Abstract
M. Weber's “R. Stammlers >> Überwindung << der materialistishen Geschichtsaffassung” (1907) and “Nachtrag” to the same essay (posthumous work) hold a very important position in the formation process of his sociology. We give attention to that Weber took the methodological standpoint of a rigid distinction between dogmatical and empirical consideration in the course of his debate with Stammler about regularity or regulatedness of social lives of men. For this standpoint summariges his precceding methodological works in a sense and moreover provides a direct presuppose to the formation of his sociology as well.
Therefore, in the first place, we try to arrange into three items what the dogmatics implies for Weber, as a clue to understand this methodological standpoint. Namely, (1) valuativeness (2) telelogical concepts formulation (3) dogmatical abstraction. Through them we understand what way of thinking in social theory the intermixing of dogmatical and empirical consideration, which Weber criticised, implies. According to our understanding, it relates to how to deal with collective concepts. In dogmatical consideration, collective concepts are dealt with as autonomous regulation-bases which are independent from individual subjects and endowed with the normative character. On the other hand, it is a mistake, into which collective concepts using empirical sciences often fall, to identify such collective concepts immediately with really existing collectivity. Here is the principal reason why Weber emphasized a distinction between dogmatical and empirical consideration.

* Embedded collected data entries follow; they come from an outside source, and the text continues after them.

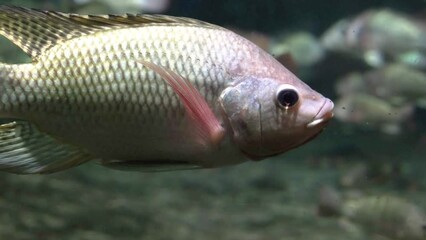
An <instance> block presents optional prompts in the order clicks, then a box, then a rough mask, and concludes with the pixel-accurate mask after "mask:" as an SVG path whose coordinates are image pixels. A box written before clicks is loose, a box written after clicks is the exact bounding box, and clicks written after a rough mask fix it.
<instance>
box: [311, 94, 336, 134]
mask: <svg viewBox="0 0 426 240" xmlns="http://www.w3.org/2000/svg"><path fill="white" fill-rule="evenodd" d="M333 108H334V103H333V102H332V101H331V100H330V99H328V98H326V99H325V100H324V103H323V104H322V106H321V108H320V110H319V111H318V113H317V114H316V115H315V117H314V119H313V120H312V121H311V122H309V123H308V124H307V125H306V127H308V128H312V127H315V126H318V125H319V124H321V123H326V122H328V121H329V120H330V119H331V118H332V117H333V116H334V113H333Z"/></svg>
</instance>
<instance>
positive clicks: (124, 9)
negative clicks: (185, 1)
mask: <svg viewBox="0 0 426 240" xmlns="http://www.w3.org/2000/svg"><path fill="white" fill-rule="evenodd" d="M73 3H74V4H75V5H76V7H77V8H78V11H79V12H80V13H81V12H88V11H90V10H91V11H92V12H90V13H91V14H93V13H94V12H95V13H104V11H106V10H107V9H108V10H109V11H112V12H113V13H140V12H142V11H143V12H150V13H161V12H165V11H166V10H167V9H168V8H169V5H170V0H123V1H112V0H73ZM93 11H94V12H93Z"/></svg>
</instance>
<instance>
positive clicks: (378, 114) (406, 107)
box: [335, 93, 414, 134]
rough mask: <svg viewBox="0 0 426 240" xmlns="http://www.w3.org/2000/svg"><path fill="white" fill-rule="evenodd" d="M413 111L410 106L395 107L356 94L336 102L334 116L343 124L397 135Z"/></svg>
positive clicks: (382, 100) (380, 101)
mask: <svg viewBox="0 0 426 240" xmlns="http://www.w3.org/2000/svg"><path fill="white" fill-rule="evenodd" d="M413 111H414V108H413V106H412V105H411V104H407V105H403V106H401V107H395V106H393V105H392V104H390V103H389V102H387V101H385V100H383V99H380V98H377V97H374V96H372V95H368V94H364V93H358V94H352V95H347V96H344V97H342V98H340V99H339V100H337V103H336V111H335V116H336V118H337V119H339V120H340V121H343V122H350V123H355V124H358V125H360V126H364V127H369V128H378V129H380V130H382V131H383V132H385V133H388V134H398V133H399V132H400V128H401V126H400V125H401V123H402V122H404V121H405V120H407V119H408V118H409V117H410V116H411V115H412V113H413Z"/></svg>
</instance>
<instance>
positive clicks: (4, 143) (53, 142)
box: [0, 121, 92, 174]
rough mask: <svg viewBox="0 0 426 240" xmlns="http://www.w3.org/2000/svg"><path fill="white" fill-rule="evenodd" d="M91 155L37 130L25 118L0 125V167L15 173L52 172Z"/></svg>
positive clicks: (1, 168) (78, 148) (75, 147)
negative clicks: (63, 143)
mask: <svg viewBox="0 0 426 240" xmlns="http://www.w3.org/2000/svg"><path fill="white" fill-rule="evenodd" d="M91 158H92V157H91V156H90V155H89V154H87V153H84V152H83V151H81V150H80V149H79V148H77V147H74V146H71V145H67V144H63V143H61V142H59V141H58V140H56V139H55V138H53V137H51V136H49V135H47V134H44V133H41V132H39V131H38V129H37V128H36V127H35V126H33V125H32V124H30V123H29V122H26V121H14V122H10V123H6V124H2V125H0V170H2V171H6V172H12V173H19V174H32V173H52V172H56V171H60V170H64V169H67V168H70V167H73V166H76V165H79V164H82V163H84V162H86V161H88V160H90V159H91Z"/></svg>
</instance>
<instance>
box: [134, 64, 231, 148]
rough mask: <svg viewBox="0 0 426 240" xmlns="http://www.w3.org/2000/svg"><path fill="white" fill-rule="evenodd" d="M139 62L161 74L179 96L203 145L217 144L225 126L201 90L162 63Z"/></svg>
mask: <svg viewBox="0 0 426 240" xmlns="http://www.w3.org/2000/svg"><path fill="white" fill-rule="evenodd" d="M139 62H140V63H141V64H143V65H144V66H145V67H147V68H149V69H151V70H153V71H154V72H156V73H157V74H158V75H160V76H161V77H162V78H163V79H164V80H165V81H166V82H167V83H168V84H169V85H170V87H172V89H173V91H174V92H175V93H176V94H177V95H178V96H179V99H180V100H181V102H182V103H183V105H184V106H185V109H186V112H187V114H188V116H189V117H190V119H191V120H192V121H193V122H194V124H195V126H196V129H197V134H198V135H199V137H200V141H201V143H202V144H203V145H206V146H208V145H210V144H213V145H216V144H218V143H219V142H220V141H221V140H222V139H223V137H224V135H225V130H224V128H223V127H222V126H221V124H220V122H219V120H218V119H217V118H216V116H215V115H214V113H213V111H212V110H211V109H210V107H209V105H208V104H207V102H206V100H205V99H204V98H203V96H202V95H201V94H200V92H199V91H198V90H197V89H196V88H195V87H194V86H193V85H192V84H191V83H190V82H189V81H188V80H187V79H185V78H183V77H182V76H180V75H178V74H177V73H175V72H173V71H171V70H170V69H167V68H164V67H162V66H160V65H157V64H154V63H151V62H147V61H142V60H141V61H139Z"/></svg>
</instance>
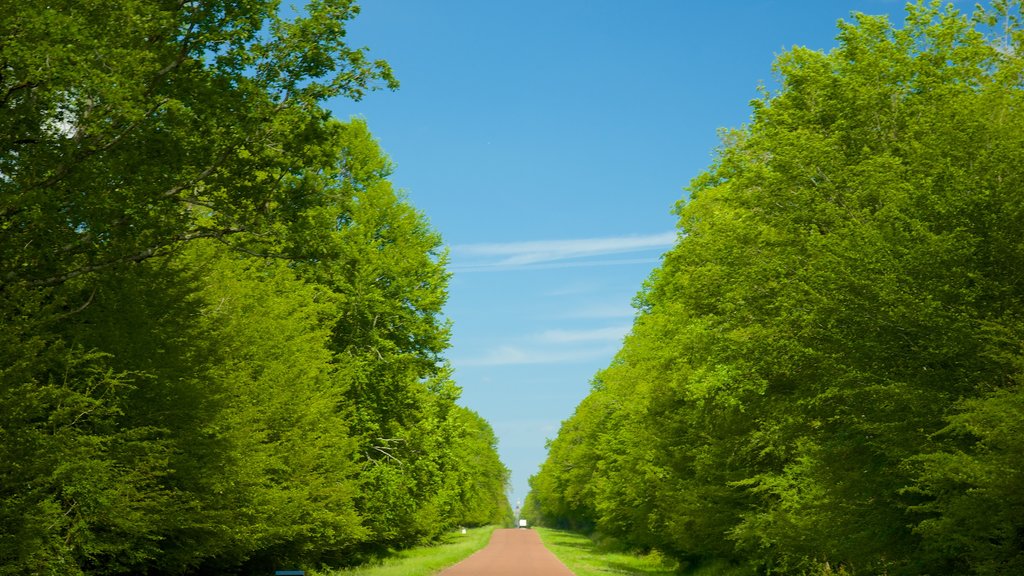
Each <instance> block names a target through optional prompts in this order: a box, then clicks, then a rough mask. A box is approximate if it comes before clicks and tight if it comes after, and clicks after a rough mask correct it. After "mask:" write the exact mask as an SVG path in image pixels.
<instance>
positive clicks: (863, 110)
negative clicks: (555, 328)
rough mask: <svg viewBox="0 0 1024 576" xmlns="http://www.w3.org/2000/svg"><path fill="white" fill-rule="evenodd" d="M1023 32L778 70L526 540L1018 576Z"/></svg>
mask: <svg viewBox="0 0 1024 576" xmlns="http://www.w3.org/2000/svg"><path fill="white" fill-rule="evenodd" d="M1022 15H1024V14H1022V9H1021V5H1020V4H1019V3H1017V2H1005V1H993V2H991V3H990V4H989V5H988V6H987V7H979V8H978V9H977V11H975V12H974V13H973V14H967V13H962V12H959V11H957V10H956V9H954V8H953V7H952V6H947V7H943V6H941V5H940V4H939V3H937V2H933V3H927V4H926V3H920V2H919V3H916V4H911V5H908V6H907V10H906V16H905V20H904V22H903V25H902V27H897V26H894V25H893V24H892V23H891V22H890V20H889V19H888V18H887V17H882V16H871V15H865V14H860V13H857V14H855V15H854V17H853V18H852V20H851V22H840V24H839V33H838V37H837V44H838V45H837V47H836V48H835V49H833V50H831V51H829V52H827V53H824V52H821V51H815V50H810V49H807V48H803V47H795V48H793V49H791V50H788V51H786V52H785V53H783V54H781V55H780V56H778V58H777V60H776V63H775V65H774V70H775V72H776V73H777V78H778V87H777V88H776V89H774V90H772V91H768V90H762V92H761V95H760V97H758V98H757V99H755V100H754V101H753V102H752V107H753V115H752V118H751V120H750V122H749V124H746V125H745V126H743V127H741V128H739V129H735V130H729V131H725V132H723V134H722V145H721V148H720V149H719V150H718V151H717V155H716V159H715V161H714V163H713V164H712V166H711V167H710V168H709V169H708V170H707V171H705V172H703V173H702V174H700V175H699V176H697V177H696V178H695V179H693V180H692V182H691V184H690V187H689V189H688V190H689V198H688V199H685V200H682V201H680V202H679V203H678V205H677V209H676V212H677V214H678V216H679V241H678V243H677V245H676V246H675V247H674V248H673V249H672V250H671V251H669V252H668V253H667V254H666V255H665V257H664V260H663V263H662V265H660V266H659V269H658V270H656V271H655V272H654V273H653V274H652V275H651V277H650V279H649V280H648V282H647V283H646V284H645V285H644V287H643V289H642V290H641V291H640V293H639V294H638V296H637V297H636V300H635V306H636V308H637V313H636V318H635V322H634V326H633V330H632V332H631V333H630V335H628V336H627V337H626V339H625V341H624V344H623V346H622V349H621V351H620V353H618V354H617V355H616V356H615V358H614V359H613V361H612V362H611V363H610V365H609V366H608V367H607V368H606V369H604V370H602V371H601V372H599V373H598V374H597V375H596V376H595V377H594V379H593V382H592V389H591V392H590V394H589V396H588V397H587V398H586V399H585V400H584V401H583V402H582V403H581V404H580V405H579V406H578V408H577V409H575V412H574V414H572V416H571V417H570V418H568V419H567V420H565V421H564V422H563V424H562V426H561V429H560V431H559V434H558V436H557V438H556V439H555V440H554V441H552V442H551V443H550V446H549V456H548V459H547V461H546V462H545V463H544V464H543V466H542V467H541V469H540V471H539V472H538V474H537V475H536V476H534V477H532V479H531V481H530V487H531V491H530V493H529V497H528V498H527V500H528V503H527V506H526V507H527V513H528V515H529V516H532V518H534V519H535V520H536V521H540V522H542V523H546V524H549V525H553V526H562V527H569V528H575V529H580V530H587V531H596V532H598V533H600V534H602V535H604V536H605V537H612V538H616V539H620V540H622V541H624V542H626V543H627V544H629V545H632V546H634V547H637V548H642V549H650V548H655V549H658V550H662V551H663V552H664V553H666V554H670V556H672V557H674V558H676V559H679V560H680V561H682V562H683V564H684V565H685V566H689V567H710V566H715V567H717V569H718V570H719V571H720V573H723V574H737V575H739V574H795V575H796V574H889V575H899V574H904V575H916V574H970V575H992V576H994V575H1002V574H1020V573H1024V388H1022V382H1024V348H1022V345H1021V343H1022V341H1024V273H1022V271H1024V202H1022V196H1021V192H1022V191H1024V170H1022V166H1024V82H1022V78H1024V57H1022V56H1024V29H1022Z"/></svg>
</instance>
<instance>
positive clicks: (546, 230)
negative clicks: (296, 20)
mask: <svg viewBox="0 0 1024 576" xmlns="http://www.w3.org/2000/svg"><path fill="white" fill-rule="evenodd" d="M361 5H362V13H361V14H360V15H359V16H358V17H357V18H356V19H355V20H354V22H352V23H351V25H350V27H349V40H350V43H351V44H352V45H355V46H361V45H365V46H369V47H370V49H371V55H372V56H373V57H375V58H377V57H380V58H385V59H387V60H388V61H389V63H390V64H391V66H392V67H393V69H394V72H395V75H396V76H397V77H398V80H399V81H400V82H401V88H400V89H399V90H397V91H395V92H384V91H381V92H375V93H371V94H369V95H368V96H367V97H366V98H365V99H364V100H362V101H360V102H351V101H347V100H337V101H332V102H331V106H330V108H331V109H332V111H333V112H334V114H335V115H336V116H337V117H339V118H343V119H346V118H349V117H353V116H358V117H362V118H365V119H366V120H367V122H368V124H369V126H370V129H371V130H372V131H373V133H374V134H375V136H376V137H377V138H378V140H379V141H380V142H381V146H382V147H383V149H384V150H385V152H386V153H387V154H388V155H389V156H390V157H391V159H392V160H393V161H394V163H395V166H396V169H395V172H394V174H393V177H392V181H393V182H394V183H395V186H396V187H397V188H399V189H401V190H403V191H406V192H407V194H408V197H409V199H410V200H411V202H412V203H413V204H415V205H416V206H417V208H419V209H420V210H421V211H423V212H424V213H425V215H426V217H427V218H428V219H429V220H430V222H431V225H432V227H433V228H434V229H435V230H437V231H438V232H439V233H440V234H441V236H442V237H443V238H444V241H445V243H446V244H447V245H449V246H450V247H451V255H452V265H451V271H452V272H453V278H452V282H451V286H450V297H449V304H447V307H446V315H447V316H449V317H450V318H451V319H452V321H453V322H454V333H453V340H452V342H453V346H452V348H451V349H450V352H449V354H447V357H449V359H450V360H451V362H452V365H453V366H454V367H455V378H456V380H457V383H458V384H459V385H461V386H462V387H463V390H464V392H463V397H462V401H461V402H462V404H464V405H465V406H468V407H469V408H472V409H473V410H475V411H477V412H478V413H479V414H480V415H482V416H483V417H484V418H486V419H487V420H488V421H489V422H490V423H492V425H493V426H494V428H495V431H496V433H497V434H498V437H499V441H500V446H499V450H500V453H501V455H502V459H503V460H504V462H505V463H506V465H508V466H509V467H510V468H511V469H512V493H511V498H512V500H513V501H514V502H515V501H520V500H521V499H522V498H523V497H524V496H525V495H526V492H527V490H528V485H527V479H528V478H529V476H530V475H532V474H535V472H536V471H537V469H538V466H539V465H540V464H541V463H542V462H543V461H544V459H545V457H546V449H545V441H546V440H547V439H551V438H554V437H555V436H556V434H557V431H558V426H559V424H560V423H561V421H562V420H564V419H565V418H568V417H569V416H570V415H571V414H572V411H573V409H574V408H575V406H577V404H578V403H579V402H580V401H581V400H582V399H583V398H584V397H585V396H586V395H587V393H588V390H589V388H590V380H591V378H592V377H593V375H594V374H595V372H597V371H598V370H600V369H601V368H603V367H605V366H607V364H608V363H609V361H610V360H611V358H612V356H613V355H614V353H615V352H616V351H617V348H618V347H620V344H621V341H622V337H623V335H625V334H626V333H627V332H628V331H629V329H630V325H631V323H632V320H633V308H632V307H631V299H632V298H633V296H634V295H635V294H636V293H637V291H638V290H639V289H640V288H641V285H642V283H643V281H644V280H645V279H646V278H647V277H648V276H649V275H650V272H651V270H653V269H654V268H655V266H656V265H657V264H658V262H659V257H660V254H663V253H664V252H665V251H667V250H668V249H669V248H670V247H671V246H672V243H673V242H674V240H675V232H674V231H675V223H676V222H675V218H674V216H673V215H672V213H671V210H672V208H673V205H674V204H675V203H676V202H677V201H679V200H680V199H681V198H683V197H684V194H685V192H684V188H685V187H686V184H687V183H688V181H689V180H690V179H691V178H693V177H694V176H696V175H697V174H698V173H699V172H700V171H701V170H703V169H705V168H707V167H708V165H709V164H710V163H711V161H712V158H713V153H714V150H715V148H716V146H718V136H717V130H718V129H720V128H723V127H738V126H740V125H742V124H743V123H744V122H745V121H746V120H748V119H749V117H750V107H749V102H750V100H751V99H752V98H754V97H756V96H757V87H758V86H759V84H765V85H768V86H771V85H772V80H773V77H772V73H771V64H772V60H773V59H774V57H775V55H777V54H778V53H780V52H782V51H784V50H785V49H787V48H788V47H792V46H794V45H803V46H808V47H810V48H818V49H824V50H827V49H829V48H830V47H831V46H834V44H835V42H834V37H835V35H836V23H837V20H838V19H839V18H849V16H850V13H851V11H854V10H856V11H862V12H867V13H890V14H894V19H897V20H900V19H901V18H902V9H903V5H904V4H903V2H899V1H889V0H849V1H840V0H816V1H781V0H776V1H769V0H762V1H755V0H752V1H746V2H728V1H722V2H708V1H684V0H637V1H635V2H612V1H608V0H593V1H584V0H547V1H537V0H515V1H511V0H505V1H499V0H475V1H470V0H432V1H425V0H365V1H364V2H362V3H361Z"/></svg>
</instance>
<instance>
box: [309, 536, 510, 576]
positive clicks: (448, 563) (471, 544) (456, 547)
mask: <svg viewBox="0 0 1024 576" xmlns="http://www.w3.org/2000/svg"><path fill="white" fill-rule="evenodd" d="M494 531H495V527H494V526H487V527H484V528H472V529H470V530H468V531H466V534H462V533H460V532H453V533H452V534H449V535H446V536H444V538H443V539H442V540H441V543H440V544H437V545H433V546H422V547H418V548H410V549H408V550H400V551H397V552H395V553H394V554H393V556H391V557H388V558H386V559H384V560H382V561H380V562H375V563H372V564H369V565H364V566H357V567H355V568H348V569H345V570H335V571H332V572H312V573H310V574H311V576H430V575H431V574H436V573H437V572H440V571H441V570H443V569H445V568H447V567H450V566H453V565H455V564H459V563H460V562H462V561H463V560H465V559H467V558H469V557H470V554H472V553H473V552H475V551H476V550H478V549H480V548H482V547H483V546H485V545H487V541H489V540H490V533H492V532H494Z"/></svg>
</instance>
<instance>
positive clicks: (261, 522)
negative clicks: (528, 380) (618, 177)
mask: <svg viewBox="0 0 1024 576" xmlns="http://www.w3.org/2000/svg"><path fill="white" fill-rule="evenodd" d="M357 12H358V8H357V6H356V5H354V4H353V3H352V2H349V1H346V0H312V1H310V2H308V3H307V4H306V5H305V8H304V11H302V12H301V13H299V14H293V15H291V16H287V17H286V16H285V15H283V14H282V13H281V12H280V11H279V6H278V2H276V1H272V0H202V1H184V0H125V1H119V2H109V1H105V0H55V1H48V2H3V3H2V6H0V14H2V15H0V37H2V38H3V42H0V322H2V328H0V358H2V360H0V574H40V575H43V574H52V575H74V574H97V575H98V574H111V575H117V574H151V575H163V574H168V575H170V574H214V573H216V574H222V573H262V572H266V573H270V571H272V570H273V569H276V568H291V567H295V566H317V565H333V566H342V565H348V564H352V563H356V562H359V561H360V560H365V559H367V558H370V557H372V556H374V554H377V553H381V552H383V551H386V550H387V549H390V548H400V547H406V546H410V545H413V544H416V543H421V542H427V541H430V540H432V539H434V538H436V537H437V536H438V535H439V534H441V533H443V532H444V531H447V530H450V529H452V528H454V527H457V526H460V525H461V526H475V525H484V524H489V523H495V522H502V521H504V520H505V519H506V518H507V517H508V516H510V513H511V512H510V510H509V505H508V502H507V500H506V496H505V487H506V484H507V480H508V470H507V469H506V467H505V466H504V465H503V463H502V462H501V461H500V459H499V457H498V454H497V448H496V445H497V440H496V437H495V434H494V431H493V429H492V428H490V426H489V425H488V423H487V422H486V421H484V420H483V419H482V418H481V417H480V416H479V415H477V414H476V413H475V412H473V411H471V410H469V409H466V408H464V407H461V406H459V405H458V404H456V401H457V400H458V398H459V395H460V389H459V387H458V386H457V385H456V384H455V382H454V381H453V379H452V374H451V369H450V368H449V366H447V364H446V362H445V360H444V357H443V353H444V351H445V348H446V347H447V345H449V332H450V325H449V323H447V321H446V320H445V319H444V318H443V316H442V305H443V304H444V301H445V297H446V284H447V280H449V273H447V272H446V270H445V265H446V253H445V251H444V249H443V246H442V243H441V239H440V237H439V236H438V234H437V233H436V232H434V231H433V230H431V229H430V227H429V225H428V223H427V221H426V218H425V217H424V215H423V214H422V213H420V212H419V211H417V210H416V209H415V208H414V207H413V206H412V205H411V204H410V202H409V201H408V200H407V199H406V198H404V197H403V196H402V195H401V194H400V193H398V192H396V191H395V190H394V189H393V188H392V187H391V183H390V182H389V181H388V176H389V173H390V170H391V165H390V163H389V161H388V159H387V158H386V157H385V156H384V155H383V153H382V152H381V150H380V148H379V147H378V145H377V142H376V141H375V140H374V138H373V136H372V135H371V133H370V131H369V129H368V127H367V126H366V124H365V123H364V122H361V121H357V120H353V121H349V122H342V121H338V120H336V119H334V118H332V117H331V115H330V113H328V112H327V111H326V110H325V108H324V102H325V101H326V100H327V99H328V98H334V97H342V98H345V97H347V98H352V99H358V98H359V97H361V96H362V95H364V94H365V93H366V92H367V91H368V90H373V89H378V88H381V87H387V88H395V87H397V82H396V81H395V80H394V77H393V75H392V73H391V70H390V69H389V67H388V65H387V64H386V63H385V61H382V60H371V59H370V58H369V57H368V55H367V51H366V49H355V48H351V47H349V46H348V45H347V44H346V43H345V26H346V25H347V23H348V20H350V19H351V18H352V17H353V16H355V14H356V13H357Z"/></svg>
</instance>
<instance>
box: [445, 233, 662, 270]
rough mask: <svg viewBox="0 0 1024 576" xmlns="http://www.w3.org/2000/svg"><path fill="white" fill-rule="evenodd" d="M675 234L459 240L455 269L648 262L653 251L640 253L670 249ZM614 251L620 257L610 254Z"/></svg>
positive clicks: (652, 256) (488, 268)
mask: <svg viewBox="0 0 1024 576" xmlns="http://www.w3.org/2000/svg"><path fill="white" fill-rule="evenodd" d="M676 238H677V236H676V233H675V232H666V233H662V234H650V235H644V236H615V237H607V238H583V239H573V240H532V241H524V242H506V243H481V244H457V245H455V246H453V247H452V257H453V263H454V265H453V269H454V270H456V271H460V272H486V271H506V270H516V269H524V268H528V269H538V268H569V266H594V265H615V264H630V263H646V262H651V261H656V260H655V258H653V256H652V255H650V254H648V255H645V256H640V255H639V254H641V253H645V252H650V251H652V250H665V249H668V248H669V247H671V246H673V245H674V244H675V243H676ZM612 255H615V256H618V257H615V258H608V257H607V256H612Z"/></svg>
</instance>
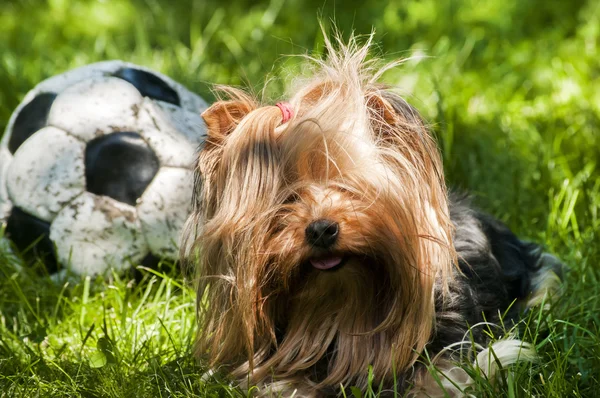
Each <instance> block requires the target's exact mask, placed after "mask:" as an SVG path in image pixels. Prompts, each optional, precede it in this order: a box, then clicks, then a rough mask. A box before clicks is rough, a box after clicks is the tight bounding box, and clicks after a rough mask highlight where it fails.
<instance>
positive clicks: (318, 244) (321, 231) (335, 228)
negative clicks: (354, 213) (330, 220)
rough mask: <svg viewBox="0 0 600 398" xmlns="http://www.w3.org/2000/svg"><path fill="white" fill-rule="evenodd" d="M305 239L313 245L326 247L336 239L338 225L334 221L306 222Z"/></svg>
mask: <svg viewBox="0 0 600 398" xmlns="http://www.w3.org/2000/svg"><path fill="white" fill-rule="evenodd" d="M304 233H305V234H306V241H307V242H308V243H310V244H311V245H313V246H316V247H320V248H323V249H328V248H330V247H331V246H333V244H334V243H335V241H336V240H337V237H338V234H339V225H338V223H336V222H335V221H330V220H324V219H321V220H317V221H313V222H311V223H310V224H308V227H306V230H305V231H304Z"/></svg>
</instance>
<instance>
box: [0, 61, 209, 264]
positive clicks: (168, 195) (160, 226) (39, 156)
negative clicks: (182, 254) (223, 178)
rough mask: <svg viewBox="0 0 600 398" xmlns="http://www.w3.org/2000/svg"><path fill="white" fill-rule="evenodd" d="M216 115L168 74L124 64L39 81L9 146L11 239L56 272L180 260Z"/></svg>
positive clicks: (5, 144) (22, 102) (8, 214)
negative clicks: (169, 75) (202, 157)
mask: <svg viewBox="0 0 600 398" xmlns="http://www.w3.org/2000/svg"><path fill="white" fill-rule="evenodd" d="M205 108H206V103H205V102H204V101H203V100H202V99H201V98H199V97H198V96H196V95H194V94H192V93H191V92H189V91H187V90H186V89H185V88H184V87H183V86H181V85H179V84H178V83H176V82H174V81H173V80H171V79H169V78H167V77H166V76H163V75H161V74H158V73H156V72H152V71H150V70H147V69H144V68H141V67H139V66H135V65H132V64H128V63H124V62H121V61H108V62H101V63H97V64H93V65H89V66H85V67H82V68H79V69H75V70H72V71H70V72H67V73H65V74H62V75H59V76H55V77H52V78H50V79H48V80H45V81H44V82H42V83H40V84H39V85H38V86H37V87H35V88H34V89H33V90H32V91H31V92H29V93H28V94H27V96H26V97H25V100H24V101H23V102H22V103H21V104H20V105H19V106H18V108H17V110H16V111H15V112H14V113H13V115H12V116H11V118H10V120H9V123H8V127H7V129H6V132H5V133H4V136H3V137H2V141H1V143H0V221H3V222H5V223H6V235H7V236H8V237H9V238H10V239H11V240H12V241H13V242H14V243H15V245H16V246H17V247H18V248H19V249H20V250H26V249H27V251H29V252H31V251H33V253H34V254H37V255H39V256H43V257H44V260H45V263H46V264H47V266H48V271H49V272H51V273H52V272H54V271H56V269H57V268H58V265H59V264H61V265H62V266H63V267H64V268H69V269H70V270H72V271H73V272H74V273H76V274H80V275H93V274H101V273H103V272H105V271H106V270H107V269H109V268H110V267H113V268H115V269H117V270H121V269H125V268H129V267H130V266H131V265H132V264H145V265H152V264H155V263H156V261H157V260H158V259H160V258H169V259H175V258H176V256H177V252H178V241H179V234H180V232H181V228H182V226H183V223H184V221H185V219H186V218H187V216H188V214H189V213H190V211H191V196H192V185H193V184H192V178H193V177H192V171H191V165H192V163H193V159H194V153H195V151H196V149H197V148H198V146H199V145H200V144H201V143H202V141H203V139H204V137H205V126H204V123H203V121H202V119H201V118H200V113H201V112H202V111H203V110H204V109H205ZM34 243H35V244H34Z"/></svg>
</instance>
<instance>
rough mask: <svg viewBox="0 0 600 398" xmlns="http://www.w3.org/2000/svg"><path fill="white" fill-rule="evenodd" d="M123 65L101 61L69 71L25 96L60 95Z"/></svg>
mask: <svg viewBox="0 0 600 398" xmlns="http://www.w3.org/2000/svg"><path fill="white" fill-rule="evenodd" d="M124 65H125V63H124V62H122V61H103V62H96V63H94V64H90V65H84V66H81V67H79V68H75V69H71V70H69V71H67V72H65V73H62V74H60V75H56V76H52V77H49V78H48V79H46V80H44V81H43V82H41V83H40V84H38V85H37V86H35V88H34V89H33V90H31V91H30V92H29V93H28V94H27V96H29V95H30V94H31V93H33V96H35V95H37V94H38V93H41V92H50V93H60V92H61V91H63V90H64V89H65V88H67V87H69V86H72V85H74V84H76V83H78V82H80V81H82V80H88V79H93V78H95V77H101V76H106V75H109V74H112V73H114V72H115V71H117V70H119V69H120V68H122V67H124ZM33 96H32V98H33ZM25 100H27V97H25ZM27 102H29V101H27Z"/></svg>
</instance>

In the next place, in order to clarify how this standpoint participates in the formation of Weber's sociology, we comment upon two fundamental thoughts in his sociolgy, i.e. “methodologischer Individulismus” and “sociologische Regeln”. The former is a methodological assertion to reduce dogmatical collective concepts into “Maximen” of individual actions and whereby to exclude careless intermixing of dogmatics and empirical sciences. Founding on this assertion, the latter serves as a principle of concepts formulation to establish more positively the sociology of Weber himself.